During the early development of the embryo, in deuterostomes the blastopore (the
first opening to form) becomes the anus whereas in the protostomes, it becomes
the mouth. In deuterostomes, the mouth develops at a later stage, at the opposite
end of the blastula from the blastopore, and a gut forms connecting the two.[5] The
larvae of echinoderms have bilateral symmetry but this is lost during
metamorphosis when their bodies are reorganised and develop the characteristic

radial symmetry of the echinoderm, typically pentamerism.[6] The characteristics


of adult echinoderms are the possession of a water vascular system with external
tube feet and a calcareous endoskeleton consisting of ossicles connected by a
mesh of collagen fibres.[7]

The Ordovician cystoid Echinosphaerites from northeastern Estonia

Fossil crinoid crowns


There are a total of about 7,000 extant species of echinoderm as well as about
13,000 extinct species. They are found in habitats ranging from shallow intertidal
areas to abyssal depths.
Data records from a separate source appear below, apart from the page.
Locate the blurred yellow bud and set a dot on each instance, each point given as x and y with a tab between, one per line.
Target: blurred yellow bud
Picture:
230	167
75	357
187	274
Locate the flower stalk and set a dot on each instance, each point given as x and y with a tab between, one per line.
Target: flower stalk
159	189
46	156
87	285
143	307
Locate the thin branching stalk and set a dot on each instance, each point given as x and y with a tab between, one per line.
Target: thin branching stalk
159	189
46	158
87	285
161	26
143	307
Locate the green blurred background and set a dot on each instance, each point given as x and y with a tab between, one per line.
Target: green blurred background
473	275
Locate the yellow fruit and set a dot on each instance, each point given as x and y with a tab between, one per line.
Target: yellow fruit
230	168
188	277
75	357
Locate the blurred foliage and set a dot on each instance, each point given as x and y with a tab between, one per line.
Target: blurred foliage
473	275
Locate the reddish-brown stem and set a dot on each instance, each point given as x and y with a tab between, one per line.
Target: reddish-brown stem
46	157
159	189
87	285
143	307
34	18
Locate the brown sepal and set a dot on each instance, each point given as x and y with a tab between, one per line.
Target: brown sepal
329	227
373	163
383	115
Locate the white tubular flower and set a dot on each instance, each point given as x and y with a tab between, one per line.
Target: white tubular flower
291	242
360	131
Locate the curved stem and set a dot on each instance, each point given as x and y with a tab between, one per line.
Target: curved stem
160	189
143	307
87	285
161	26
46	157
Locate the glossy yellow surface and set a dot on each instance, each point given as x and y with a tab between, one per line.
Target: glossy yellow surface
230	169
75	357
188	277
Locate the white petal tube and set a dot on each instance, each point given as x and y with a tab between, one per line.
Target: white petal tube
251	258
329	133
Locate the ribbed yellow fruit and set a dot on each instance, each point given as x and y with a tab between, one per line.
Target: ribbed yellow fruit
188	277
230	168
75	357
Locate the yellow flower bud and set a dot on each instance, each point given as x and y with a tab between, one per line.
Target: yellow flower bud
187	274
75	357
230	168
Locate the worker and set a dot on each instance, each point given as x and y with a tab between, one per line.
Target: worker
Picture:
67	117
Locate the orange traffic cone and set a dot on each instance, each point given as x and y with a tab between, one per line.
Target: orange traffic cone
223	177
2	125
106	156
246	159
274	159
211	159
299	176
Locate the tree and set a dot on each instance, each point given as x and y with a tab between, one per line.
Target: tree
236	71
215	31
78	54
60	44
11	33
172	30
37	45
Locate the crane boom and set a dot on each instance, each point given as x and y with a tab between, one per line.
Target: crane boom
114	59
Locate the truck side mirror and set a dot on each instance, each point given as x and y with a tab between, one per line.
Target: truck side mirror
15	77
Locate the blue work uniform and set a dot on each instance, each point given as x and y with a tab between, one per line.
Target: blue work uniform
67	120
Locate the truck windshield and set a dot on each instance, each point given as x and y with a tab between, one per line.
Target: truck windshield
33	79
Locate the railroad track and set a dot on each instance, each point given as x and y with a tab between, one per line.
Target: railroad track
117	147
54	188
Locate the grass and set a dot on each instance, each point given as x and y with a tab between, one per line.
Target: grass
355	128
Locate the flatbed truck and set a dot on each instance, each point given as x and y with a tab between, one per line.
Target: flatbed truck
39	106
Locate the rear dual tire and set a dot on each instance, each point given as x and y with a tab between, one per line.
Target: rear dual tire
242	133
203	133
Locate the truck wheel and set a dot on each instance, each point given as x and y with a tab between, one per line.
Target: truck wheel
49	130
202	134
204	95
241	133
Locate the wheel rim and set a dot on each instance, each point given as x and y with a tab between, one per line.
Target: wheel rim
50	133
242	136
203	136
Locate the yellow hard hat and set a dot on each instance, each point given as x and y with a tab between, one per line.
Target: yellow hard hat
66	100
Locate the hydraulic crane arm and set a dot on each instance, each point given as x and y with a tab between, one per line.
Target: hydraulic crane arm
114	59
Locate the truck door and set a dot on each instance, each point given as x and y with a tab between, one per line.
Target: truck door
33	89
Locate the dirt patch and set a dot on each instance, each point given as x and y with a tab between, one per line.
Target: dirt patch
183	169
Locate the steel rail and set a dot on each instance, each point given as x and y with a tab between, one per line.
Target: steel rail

Two main subdivisions are traditionally recognised: the
more familiar motile Eleutherozoa, which encompasses the Asteroidea (starfish,
1,745 recent species), Ophiuroidea (brittle stars, 2,300 species), Echinoidea (sea
urchins and sand dollars, 900 species) and Holothuroidea (sea cucumbers, 1,430
species); and the Pelmatozoa, some of which are sessile while others move
around. These consist of the Crinoidea (feather stars and sea lilies, 580 species)
and the extinct blastoids and Paracrinoids.[8] A fifth class of Eleutherozoa
consisting of just three species, the Concentricycloidea (sea daisies), were recently
merged into the Asteroidea.[9] The fossil record includes a large number of other
classes which do not appear to fall into any extant crown group.
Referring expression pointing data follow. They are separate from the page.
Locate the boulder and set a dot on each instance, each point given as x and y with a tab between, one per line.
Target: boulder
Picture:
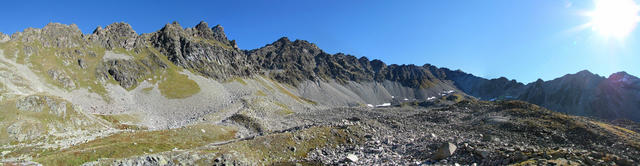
445	150
352	158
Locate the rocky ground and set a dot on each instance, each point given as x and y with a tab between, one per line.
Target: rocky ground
465	133
478	133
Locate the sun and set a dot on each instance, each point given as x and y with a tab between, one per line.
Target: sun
614	18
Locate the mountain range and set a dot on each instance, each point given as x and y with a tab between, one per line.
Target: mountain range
116	79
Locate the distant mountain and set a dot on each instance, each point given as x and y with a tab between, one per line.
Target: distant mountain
191	96
116	55
583	93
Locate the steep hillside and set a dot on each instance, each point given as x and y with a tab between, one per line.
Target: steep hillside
191	96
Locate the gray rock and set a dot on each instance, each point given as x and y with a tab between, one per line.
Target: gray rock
62	78
351	158
4	37
445	150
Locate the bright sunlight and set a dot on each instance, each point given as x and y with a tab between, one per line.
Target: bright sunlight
614	18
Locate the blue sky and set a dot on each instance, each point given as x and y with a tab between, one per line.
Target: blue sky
523	40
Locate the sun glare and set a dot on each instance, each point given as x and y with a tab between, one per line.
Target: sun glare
614	18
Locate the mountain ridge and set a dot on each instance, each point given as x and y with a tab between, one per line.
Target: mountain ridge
207	51
191	96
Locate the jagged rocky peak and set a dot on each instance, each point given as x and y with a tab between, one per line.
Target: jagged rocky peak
219	35
4	37
584	73
116	35
202	30
623	77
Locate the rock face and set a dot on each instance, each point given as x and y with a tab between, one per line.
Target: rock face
204	50
208	52
445	150
583	93
116	35
4	37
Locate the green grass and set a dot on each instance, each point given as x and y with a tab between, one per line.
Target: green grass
276	148
178	86
285	109
129	144
147	89
236	79
260	93
123	121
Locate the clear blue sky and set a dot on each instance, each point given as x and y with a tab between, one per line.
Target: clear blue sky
522	39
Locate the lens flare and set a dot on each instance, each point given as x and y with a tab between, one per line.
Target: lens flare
614	18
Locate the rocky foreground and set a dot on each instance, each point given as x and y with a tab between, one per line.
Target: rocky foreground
466	133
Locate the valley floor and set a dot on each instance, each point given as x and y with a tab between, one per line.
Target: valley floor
468	133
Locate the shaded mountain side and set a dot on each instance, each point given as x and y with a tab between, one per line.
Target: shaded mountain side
117	54
582	93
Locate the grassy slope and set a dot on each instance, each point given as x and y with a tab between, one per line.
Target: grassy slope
129	144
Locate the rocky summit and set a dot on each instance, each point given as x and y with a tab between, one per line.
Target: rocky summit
191	96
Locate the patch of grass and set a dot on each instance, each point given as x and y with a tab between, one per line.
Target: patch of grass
264	84
625	134
178	86
147	89
285	109
260	93
282	147
129	144
123	121
286	92
309	101
236	79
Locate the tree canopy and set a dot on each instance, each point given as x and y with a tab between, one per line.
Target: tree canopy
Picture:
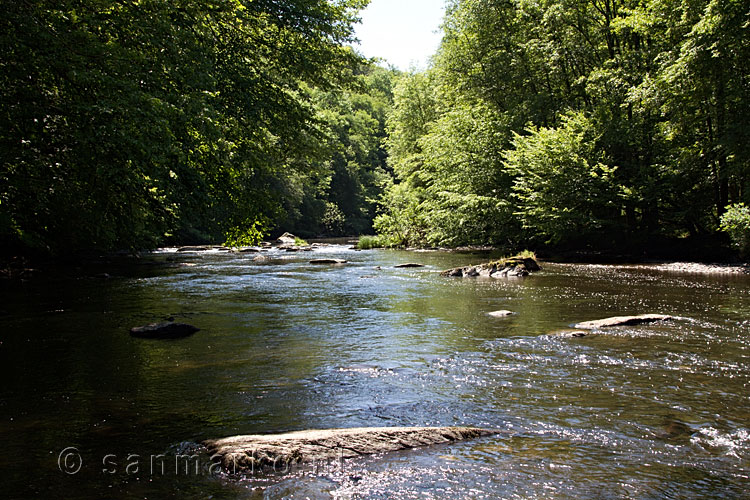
573	122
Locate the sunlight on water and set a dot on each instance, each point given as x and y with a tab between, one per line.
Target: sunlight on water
650	411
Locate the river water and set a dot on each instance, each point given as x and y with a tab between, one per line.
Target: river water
652	411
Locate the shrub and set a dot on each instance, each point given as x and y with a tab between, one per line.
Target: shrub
736	222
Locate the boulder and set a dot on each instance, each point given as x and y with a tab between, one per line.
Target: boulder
500	314
163	330
622	321
278	451
194	248
286	239
328	261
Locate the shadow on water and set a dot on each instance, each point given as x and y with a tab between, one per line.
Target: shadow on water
651	411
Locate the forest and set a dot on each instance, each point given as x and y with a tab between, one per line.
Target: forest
571	124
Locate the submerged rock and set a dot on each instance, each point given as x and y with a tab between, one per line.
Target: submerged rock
507	268
163	330
570	333
286	239
278	451
194	248
501	313
622	321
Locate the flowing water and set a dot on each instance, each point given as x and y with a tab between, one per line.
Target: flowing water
651	411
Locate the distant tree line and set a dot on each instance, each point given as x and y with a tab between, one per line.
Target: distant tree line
564	123
136	123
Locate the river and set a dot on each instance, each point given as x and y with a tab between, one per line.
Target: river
651	411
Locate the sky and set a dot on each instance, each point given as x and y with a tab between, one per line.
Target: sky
403	32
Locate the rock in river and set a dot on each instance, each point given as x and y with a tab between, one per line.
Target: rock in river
277	451
502	313
328	261
507	268
163	330
622	321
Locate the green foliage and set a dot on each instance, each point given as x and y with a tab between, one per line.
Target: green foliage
736	222
333	220
367	242
563	189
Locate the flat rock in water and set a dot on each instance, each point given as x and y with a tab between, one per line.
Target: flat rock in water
622	321
328	261
255	452
500	314
570	333
163	330
194	248
507	268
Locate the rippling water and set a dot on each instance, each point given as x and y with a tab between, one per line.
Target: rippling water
653	411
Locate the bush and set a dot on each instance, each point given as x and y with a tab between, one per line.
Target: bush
736	222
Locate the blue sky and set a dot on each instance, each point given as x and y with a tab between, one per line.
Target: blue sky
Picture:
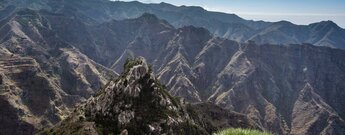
296	11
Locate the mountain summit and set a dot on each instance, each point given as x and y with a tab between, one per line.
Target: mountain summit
136	103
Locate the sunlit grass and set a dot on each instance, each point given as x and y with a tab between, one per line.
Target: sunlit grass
240	131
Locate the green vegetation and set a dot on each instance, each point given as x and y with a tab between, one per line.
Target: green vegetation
240	131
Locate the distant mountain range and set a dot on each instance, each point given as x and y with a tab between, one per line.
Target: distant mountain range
56	54
230	26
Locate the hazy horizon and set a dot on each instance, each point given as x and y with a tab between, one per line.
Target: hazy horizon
298	12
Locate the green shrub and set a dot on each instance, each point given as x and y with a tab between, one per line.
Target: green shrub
240	131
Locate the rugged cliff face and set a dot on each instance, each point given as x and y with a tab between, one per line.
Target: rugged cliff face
41	76
52	60
136	103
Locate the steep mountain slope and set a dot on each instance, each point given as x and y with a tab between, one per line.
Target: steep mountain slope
136	103
60	52
325	33
42	77
228	26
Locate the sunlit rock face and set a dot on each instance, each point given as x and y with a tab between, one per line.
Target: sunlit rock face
136	103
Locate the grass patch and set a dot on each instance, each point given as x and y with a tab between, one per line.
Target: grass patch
240	131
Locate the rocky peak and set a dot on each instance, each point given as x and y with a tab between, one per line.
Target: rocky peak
137	103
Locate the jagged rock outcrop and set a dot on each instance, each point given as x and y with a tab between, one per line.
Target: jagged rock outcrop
58	49
136	103
42	77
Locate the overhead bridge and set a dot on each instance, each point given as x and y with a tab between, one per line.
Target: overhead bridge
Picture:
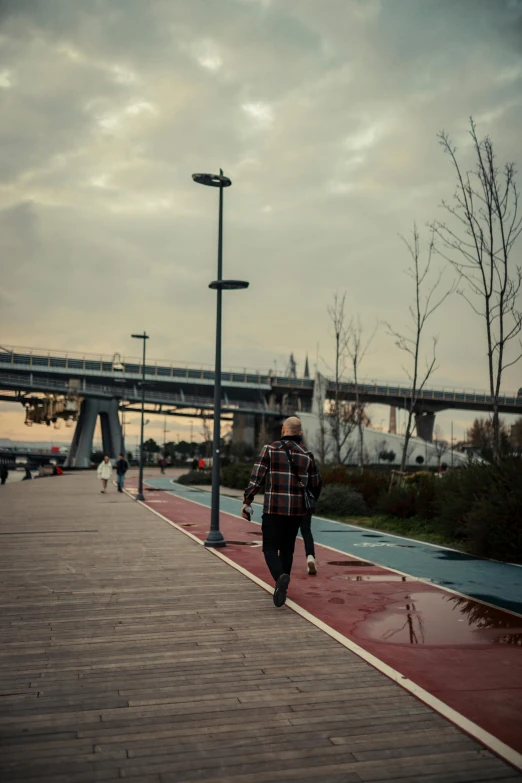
107	384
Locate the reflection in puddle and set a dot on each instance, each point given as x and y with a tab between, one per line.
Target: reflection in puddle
436	619
374	578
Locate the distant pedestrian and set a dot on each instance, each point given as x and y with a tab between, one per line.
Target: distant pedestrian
105	472
122	467
291	479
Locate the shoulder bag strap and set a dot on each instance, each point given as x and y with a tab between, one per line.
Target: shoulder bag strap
293	466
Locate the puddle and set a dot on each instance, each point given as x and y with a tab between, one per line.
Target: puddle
373	578
430	618
350	563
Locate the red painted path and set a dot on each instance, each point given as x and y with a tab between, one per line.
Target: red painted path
465	653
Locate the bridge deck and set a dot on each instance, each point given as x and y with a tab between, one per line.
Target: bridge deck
131	651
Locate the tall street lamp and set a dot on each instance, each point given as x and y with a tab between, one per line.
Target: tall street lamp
144	337
215	537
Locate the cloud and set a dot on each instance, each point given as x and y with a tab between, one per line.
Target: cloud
324	115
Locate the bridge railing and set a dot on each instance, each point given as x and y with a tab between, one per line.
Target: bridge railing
130	394
90	364
39	358
431	395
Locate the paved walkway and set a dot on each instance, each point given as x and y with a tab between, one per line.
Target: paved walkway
496	583
131	651
460	655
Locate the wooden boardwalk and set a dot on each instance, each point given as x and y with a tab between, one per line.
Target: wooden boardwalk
129	651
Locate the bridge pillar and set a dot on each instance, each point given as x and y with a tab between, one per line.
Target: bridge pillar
425	422
81	446
244	429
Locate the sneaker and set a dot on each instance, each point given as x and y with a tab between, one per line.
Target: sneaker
281	588
312	568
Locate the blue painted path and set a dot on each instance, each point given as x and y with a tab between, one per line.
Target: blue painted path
496	583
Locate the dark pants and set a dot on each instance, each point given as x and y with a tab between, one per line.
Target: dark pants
279	534
306	532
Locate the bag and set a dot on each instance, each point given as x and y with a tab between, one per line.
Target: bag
309	497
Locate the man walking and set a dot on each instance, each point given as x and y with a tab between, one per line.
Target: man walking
284	508
122	467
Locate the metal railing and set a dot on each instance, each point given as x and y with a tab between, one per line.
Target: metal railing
39	359
43	385
44	357
431	395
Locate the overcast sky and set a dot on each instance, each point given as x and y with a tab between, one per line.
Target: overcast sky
324	114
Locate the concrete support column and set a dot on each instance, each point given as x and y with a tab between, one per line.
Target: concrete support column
81	446
244	429
425	423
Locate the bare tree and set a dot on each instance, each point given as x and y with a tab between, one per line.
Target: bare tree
428	297
341	416
356	348
322	443
479	247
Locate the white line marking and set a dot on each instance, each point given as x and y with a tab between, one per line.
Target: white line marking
484	737
358	557
374	529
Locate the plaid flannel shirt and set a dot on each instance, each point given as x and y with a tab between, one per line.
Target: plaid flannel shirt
283	493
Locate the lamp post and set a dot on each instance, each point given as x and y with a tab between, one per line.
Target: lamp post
215	537
144	337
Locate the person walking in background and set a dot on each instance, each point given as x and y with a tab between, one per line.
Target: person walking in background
288	473
105	472
122	467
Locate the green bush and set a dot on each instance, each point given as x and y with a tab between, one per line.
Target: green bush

All echinoderms are marine and nearly all are benthic.[10] The oldest known
echinoderm fossil may be Arkarua from the Precambrian of Australia. It is a disclike fossil with radial ridges on the rim and a five-pointed central depression
marked with radial lines. However, no stereom or internal structure showing a
water vascular system is present and the identification is inconclusive.[11]
The first universally accepted echinoderms appear in the Lower Cambrian period,
asterozoans appeared in the Ordovician and the crinoids were a dominant group in
the Paleozoic.[10] Echinoderms left behind an extensive fossil record.[10] It is
hypothesised that the ancestor of all echinoderms was a simple, motile, bilaterally
symmetrical animal with a mouth, gut and anus. This ancestral stock adopted an
attached mode of life and suspension feeding, and developed radial symmetry as
this was more advantageous for such an existence. The larvae of all echinoderms
are even now bilaterally symmetrical and all develop radial symmetry at
metamorphosis. The starfish and crinoids still attach themselves to the seabed
while changing to their adult form.[12]
The first echinoderms later gave rise to free-moving groups. The evolution of
endoskeletal plates with stereom structure and of external ciliary grooves for
feeding were early echinoderm developments.[13] The Paleozoic echinoderms were
globular, attached to the substrate and were orientated with their oral surfaces
upwards. The fossil echinoderms had ambulacral grooves extending down the side
of the body, fringed on either side by brachioles, structures very similar to the
pinnules of a modern crinoid. It seems probable that the mouth-upward orientation
is the primitive state and that at some stage, all the classes of echinoderms except
the crinoids reversed this to become mouth-downward. Before this happened, the
podia probably had a feeding function as they do in the crinoids today. Their
locomotor function came later, after the re-orientation of the mouth when the
podia were in contact with the substrate for the first time.[14]
Echinoderms exhibit secondary radial symmetry in portions of their body at some
stage of life. This, however, is an adaptation to their sessile existence. They
developed from other members of the Bilateria and exhibit bilateral symmetry in
their larval stage. Many crinoids and some seastars exhibit symmetry in multiples
of the basic five, with starfish such as Labidiaster annulatus known to possess up
to fifty arms, and the sea-lily Comaster schlegelii having two hundred.[15]